FIG. 4 is a flowchart showing the process of step S303 in which the camera
露出開始時刻におけるカメラ運動を(0,0,0,0,0,0)とする。また、露出時間内のサンプリング数kを事前に定めておくことにする。一般的には露出時間中におけるカメラは自由に運動を行うが、カメラ運動の仮説は、初期位置から終点位置まで等速でカメラが運動することを仮定して仮説を予測する。すなわち、終点(k回目のサンプリング)におけるカメラ運動をMk=(Tx,Ty,Tz,θx,θy,θz)とした場合、露出開始時刻から露出終了時刻(k回目のサンプリング)までの間における時刻(i回目のサンプリング)のカメラ運動Miは、Mi=(i−1)Mk/(k−1)で表すことができる。 Let the camera motion at the exposure start time be (0, 0, 0, 0, 0, 0). In addition, the sampling number k within the exposure time is determined in advance. In general, the camera moves freely during the exposure time, but the hypothesis of the camera motion predicts the hypothesis assuming that the camera moves at a constant speed from the initial position to the end position. That is, when the camera motion at the end point (kth sampling) is Mk = (Tx, Ty, Tz, θx, θy, θz), the time between the exposure start time and the exposure end time (kth sampling). The camera motion Mi of (i-th sampling) can be expressed as Mi = (i−1) Mk / (k−1).
仮説の予測は、ランダムサンプリングにより行う。カメラ運動の要素(Tx,Ty,Tz,θx,θy,θz)それぞれが取り得る値の範囲を予め定めておき、一様分布からランダムにサンプリングを行って得られた値の組み合わせを仮説とする。カメラ運動推定部13は、最終的に6つのパラメータの組み合わせを予め定められたN個選択し、選択した各パラメータの値の組み合わせを仮説として立てる。
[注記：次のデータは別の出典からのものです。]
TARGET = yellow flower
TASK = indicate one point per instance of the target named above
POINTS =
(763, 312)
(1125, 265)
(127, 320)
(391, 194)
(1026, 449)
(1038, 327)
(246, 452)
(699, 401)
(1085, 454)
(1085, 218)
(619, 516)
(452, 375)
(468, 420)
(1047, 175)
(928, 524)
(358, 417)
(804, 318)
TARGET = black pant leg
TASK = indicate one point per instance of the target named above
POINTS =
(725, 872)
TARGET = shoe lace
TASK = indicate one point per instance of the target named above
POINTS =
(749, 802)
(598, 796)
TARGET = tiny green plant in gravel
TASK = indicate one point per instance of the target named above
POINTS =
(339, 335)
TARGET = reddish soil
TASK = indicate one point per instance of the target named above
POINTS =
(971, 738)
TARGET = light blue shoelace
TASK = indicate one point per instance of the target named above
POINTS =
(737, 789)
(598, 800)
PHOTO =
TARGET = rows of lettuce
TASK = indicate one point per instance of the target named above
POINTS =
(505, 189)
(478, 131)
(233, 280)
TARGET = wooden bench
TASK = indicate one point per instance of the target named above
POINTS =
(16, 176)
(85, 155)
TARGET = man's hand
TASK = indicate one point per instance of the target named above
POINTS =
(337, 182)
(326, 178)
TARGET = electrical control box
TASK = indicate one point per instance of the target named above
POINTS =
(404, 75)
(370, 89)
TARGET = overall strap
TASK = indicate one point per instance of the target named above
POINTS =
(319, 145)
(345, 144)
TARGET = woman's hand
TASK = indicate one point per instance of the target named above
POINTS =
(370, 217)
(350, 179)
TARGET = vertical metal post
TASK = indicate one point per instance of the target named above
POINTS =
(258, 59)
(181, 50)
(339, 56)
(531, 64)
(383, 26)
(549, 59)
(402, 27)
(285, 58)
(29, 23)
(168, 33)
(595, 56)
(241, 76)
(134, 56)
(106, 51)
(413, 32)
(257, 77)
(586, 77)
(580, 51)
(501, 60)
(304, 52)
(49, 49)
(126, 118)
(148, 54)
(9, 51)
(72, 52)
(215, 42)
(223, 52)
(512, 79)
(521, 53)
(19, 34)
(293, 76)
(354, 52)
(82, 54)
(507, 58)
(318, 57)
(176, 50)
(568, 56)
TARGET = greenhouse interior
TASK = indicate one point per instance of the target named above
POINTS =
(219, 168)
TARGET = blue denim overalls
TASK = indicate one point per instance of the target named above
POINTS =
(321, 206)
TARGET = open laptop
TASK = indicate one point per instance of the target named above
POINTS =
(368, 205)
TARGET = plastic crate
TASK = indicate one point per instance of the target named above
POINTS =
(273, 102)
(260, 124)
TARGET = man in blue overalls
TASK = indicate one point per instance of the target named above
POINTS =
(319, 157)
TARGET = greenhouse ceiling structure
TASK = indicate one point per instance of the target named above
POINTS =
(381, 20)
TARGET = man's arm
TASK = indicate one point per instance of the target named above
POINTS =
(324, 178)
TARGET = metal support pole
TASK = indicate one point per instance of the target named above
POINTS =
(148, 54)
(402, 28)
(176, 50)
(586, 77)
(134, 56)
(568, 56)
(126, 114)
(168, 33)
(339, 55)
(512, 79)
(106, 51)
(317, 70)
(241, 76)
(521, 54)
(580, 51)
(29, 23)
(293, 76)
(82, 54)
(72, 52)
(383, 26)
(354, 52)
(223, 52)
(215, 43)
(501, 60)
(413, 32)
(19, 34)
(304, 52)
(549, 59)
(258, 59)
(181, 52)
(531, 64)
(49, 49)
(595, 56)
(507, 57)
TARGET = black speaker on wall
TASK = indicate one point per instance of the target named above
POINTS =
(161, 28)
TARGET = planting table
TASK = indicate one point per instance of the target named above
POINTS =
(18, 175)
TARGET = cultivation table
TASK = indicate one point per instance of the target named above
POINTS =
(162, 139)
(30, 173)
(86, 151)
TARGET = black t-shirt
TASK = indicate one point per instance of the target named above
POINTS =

Hypothesis prediction is performed by random sampling. A range of values that each of the camera motion elements (Tx, Ty, Tz, θx, θy, θz) can take is determined in advance, and a combination of values obtained by random sampling from a uniform distribution is assumed as a hypothesis. . The camera
カメラ運動推定部13は、立てた仮説(ランダムにサンプリングしたパラメータ値の組み合わせ)に基づいて、各小画像のブレ補正カーネルを算出する(ステップS402)。ブレ補正カーネルは、小画像ごとに一様とする近似を行うことで、全体として自由運動に伴う非均一なブレ補正カーネルを算出する。
The camera
なお、処理の対象になる画像を撮影するカメラで既知のパターンを撮影するなどして、カメラ校正を事前に行い、カメラの内部パラメータを示す内部行列を予め取得しておく。カメラ運動推定部13は、立てた仮説と内部行列などに基づいて、公知の技術を用いてブレ補正カーネルaを算出する。公知の技術として、例えば次の参考文献1に記載の技術を用いることができる。なお、カメラ運動推定部13は、参考文献1に記載されている技術と同様に、デプスは任意の一つの値をとることとする。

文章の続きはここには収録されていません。